Вот сидит Печерин в маленькой комнате третьего этажа гостиницы, в деревушке кантона Унтервальден: он зашел сюда навестить больного товарища, и застрял из-за дождя на три дня. Он пишет письмо кузине. Как несносна эта дурная погода! и никакого общества! Он может переносить самые тяжкие лишения, но скуки он не может переносить. Он завтра утром уйдет, во что бы то ни стало, несмотря на дождь. Уж лучше вымокнуть до костей; за то какое наслаждение, придя в гостиницу, отдать свой зонтик служанке и сесть за стол в большом обществе! болтаешь, смеешься и забываешь усталость и ненастье. – Вот, после 4-часового подъема он с товарищами достигает вершины Кульма. Уже темно, столовая гостиницы ярко освещена; за столом большое общество французов и англичан.

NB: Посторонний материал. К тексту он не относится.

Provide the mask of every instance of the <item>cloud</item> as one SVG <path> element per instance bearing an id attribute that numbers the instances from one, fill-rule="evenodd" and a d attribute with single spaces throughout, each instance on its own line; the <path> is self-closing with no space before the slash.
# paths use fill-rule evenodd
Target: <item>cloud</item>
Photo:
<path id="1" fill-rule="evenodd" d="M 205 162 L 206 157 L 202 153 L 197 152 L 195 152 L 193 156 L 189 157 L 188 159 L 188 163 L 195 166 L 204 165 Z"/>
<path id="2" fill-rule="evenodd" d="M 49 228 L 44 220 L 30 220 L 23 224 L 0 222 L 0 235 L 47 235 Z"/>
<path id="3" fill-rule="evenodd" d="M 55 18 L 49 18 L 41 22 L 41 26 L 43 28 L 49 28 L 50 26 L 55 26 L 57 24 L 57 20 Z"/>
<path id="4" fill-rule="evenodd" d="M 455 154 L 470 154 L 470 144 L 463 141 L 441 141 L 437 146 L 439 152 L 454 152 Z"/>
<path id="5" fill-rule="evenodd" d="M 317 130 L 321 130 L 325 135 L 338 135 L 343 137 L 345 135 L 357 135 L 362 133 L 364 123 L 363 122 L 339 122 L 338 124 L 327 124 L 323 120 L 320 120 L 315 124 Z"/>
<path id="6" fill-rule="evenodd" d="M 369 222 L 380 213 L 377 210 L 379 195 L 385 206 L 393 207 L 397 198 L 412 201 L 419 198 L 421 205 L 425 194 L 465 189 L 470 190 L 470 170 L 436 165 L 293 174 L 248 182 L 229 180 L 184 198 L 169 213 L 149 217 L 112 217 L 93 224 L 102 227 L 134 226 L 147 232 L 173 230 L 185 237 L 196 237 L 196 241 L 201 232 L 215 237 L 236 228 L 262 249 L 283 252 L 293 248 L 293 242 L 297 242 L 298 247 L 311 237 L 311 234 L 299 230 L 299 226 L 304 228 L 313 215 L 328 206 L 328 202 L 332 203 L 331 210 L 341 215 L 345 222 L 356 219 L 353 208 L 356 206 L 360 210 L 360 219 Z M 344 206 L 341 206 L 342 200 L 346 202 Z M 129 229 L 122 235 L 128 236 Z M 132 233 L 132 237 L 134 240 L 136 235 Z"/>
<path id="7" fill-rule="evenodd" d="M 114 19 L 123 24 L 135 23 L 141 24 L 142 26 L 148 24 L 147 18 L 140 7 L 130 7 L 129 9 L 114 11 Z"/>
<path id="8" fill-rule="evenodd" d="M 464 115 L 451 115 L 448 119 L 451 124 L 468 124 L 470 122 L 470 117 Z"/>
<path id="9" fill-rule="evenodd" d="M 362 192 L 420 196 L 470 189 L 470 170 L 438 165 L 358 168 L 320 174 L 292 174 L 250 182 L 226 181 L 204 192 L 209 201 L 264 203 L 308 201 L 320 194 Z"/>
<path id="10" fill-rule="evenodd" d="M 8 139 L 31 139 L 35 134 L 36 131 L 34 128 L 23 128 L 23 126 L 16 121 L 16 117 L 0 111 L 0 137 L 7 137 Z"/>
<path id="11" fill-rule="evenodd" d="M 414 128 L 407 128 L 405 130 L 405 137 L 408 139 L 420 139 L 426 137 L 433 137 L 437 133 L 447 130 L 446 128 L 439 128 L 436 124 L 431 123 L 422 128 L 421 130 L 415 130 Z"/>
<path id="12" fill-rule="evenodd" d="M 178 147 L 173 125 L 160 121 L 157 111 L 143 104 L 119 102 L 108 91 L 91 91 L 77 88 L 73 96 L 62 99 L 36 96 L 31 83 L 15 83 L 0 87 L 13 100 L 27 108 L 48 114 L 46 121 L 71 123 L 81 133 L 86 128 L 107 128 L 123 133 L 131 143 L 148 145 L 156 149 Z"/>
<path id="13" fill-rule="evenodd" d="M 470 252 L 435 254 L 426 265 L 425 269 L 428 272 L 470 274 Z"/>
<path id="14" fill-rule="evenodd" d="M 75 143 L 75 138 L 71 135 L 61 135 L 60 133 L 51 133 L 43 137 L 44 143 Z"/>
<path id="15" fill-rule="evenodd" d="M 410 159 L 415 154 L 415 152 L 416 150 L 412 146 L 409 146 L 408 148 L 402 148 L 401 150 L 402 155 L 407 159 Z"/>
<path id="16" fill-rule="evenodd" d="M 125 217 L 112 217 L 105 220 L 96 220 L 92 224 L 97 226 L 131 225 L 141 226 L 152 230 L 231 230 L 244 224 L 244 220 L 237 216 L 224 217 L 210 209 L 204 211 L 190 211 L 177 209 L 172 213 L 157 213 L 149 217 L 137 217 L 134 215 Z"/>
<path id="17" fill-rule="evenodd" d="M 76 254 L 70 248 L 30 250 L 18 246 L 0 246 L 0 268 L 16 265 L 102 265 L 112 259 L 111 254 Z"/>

Он садится подле трех молодых англичан, быстро завязывается знакомство, закрепляемое парой бутылок хорошего вина, – и за пуншем идет шумная беседа с песнями и смехом до двух часов ночи, не давая уснуть гостям. А на утро – дождь, приходится переждать; после обеда кто-то садится за рояль, другой достает флейту, выносят стулья из столовой, и начинается бал, причем служанки исполняют роль дам. – Вот он идет по Сен-Готардской дороге и смотрит, как старые седые утесы, расплясавшись на просторе и потом застыв в фантастических позах, хохочут над рекою Рейсс, которая стрелою несется среди них, спотыкаясь на каждом шагу; вот стоит на вершине Фурки и чувствует себя легким, воздушным, прозрачным, как Бог, и смеется над дольним миром, над его «туманною, мутною жизнью»; вот он идет из Лозанны в Веве – «совсем так, как Руссо: пешком и в чудную погоду», вот из Веве, с томиком «Новой Элоизы»{617}
в кармане, идет в Кларан и догоняет хорошенькую ватландку с корзиною на голове; она стройна, со свежим миловидным личиком и маленькими, изящными руками, с тем «нежно-жеманным» голоском, который, по словам Руссо, отличает всех ватландок; он провожает ее до Кларана, болтая, и на прощанье срывает поцелуй. Вот Шильон! «там в подземелье семь колонн»{618} – и имя Байрона выцарапано на одной из них. И опять очаровательная встреча в Вильнёве, – и так длится, ежечасно меняя картины, этот волшебный сон, чем дальше, тем лучезарнее.Так вот она – жизнь, какую природа создала для человека! Он никогда не знал ее такою! Он знал хмурое небо Петербурга, каменные ящики, в которых теснятся люди, чиновников и девиц, танцующих при свечах, узнал потом аудитории Берлина и пыльные библиотеки, – но этого он не знал. Эта жизнь – ведь она стоит мечты! И если такова действительность, он радостно готов примириться с нею, ему даже стыдно, что он когда-то изменял ей ради пустой мечты. Покоренный красотою заката, идя поодаль от товарищей, он вынимает записную книжку и пишет в ней: «Было время, когда душа моя расширялась за высокие горы, за пределы горизонта, обнимала целый мир. Стремяся к какому-то высокому, неизвестному, недосягаемому блаженству: теперь она более и более сжимается в мелкую точку настоящих потребностей, тесной действительности». И он поясняет: «Это был последний вопль издыхающей сентиментальности, последний ропот ее на всемогущество царственной действительности, единой истинной и прекрасной».
VI
Рождение «мысли»
Печерин вернулся в Берлин 8 ноября, к началу зимнего семестра. После всего, что он пережил в эти три месяца, Берлин утратил для него всякое очарование. Он видел волшебный сон – «ах! зачем я проснулся в моей комнате среди пыльных книг, в скучном – уже потому, что немецком – городе. С тех пор, как я видел столько французов и англичан, я всей душой ненавижу этих тяжелых немцев, этих porchi tedeschi[347]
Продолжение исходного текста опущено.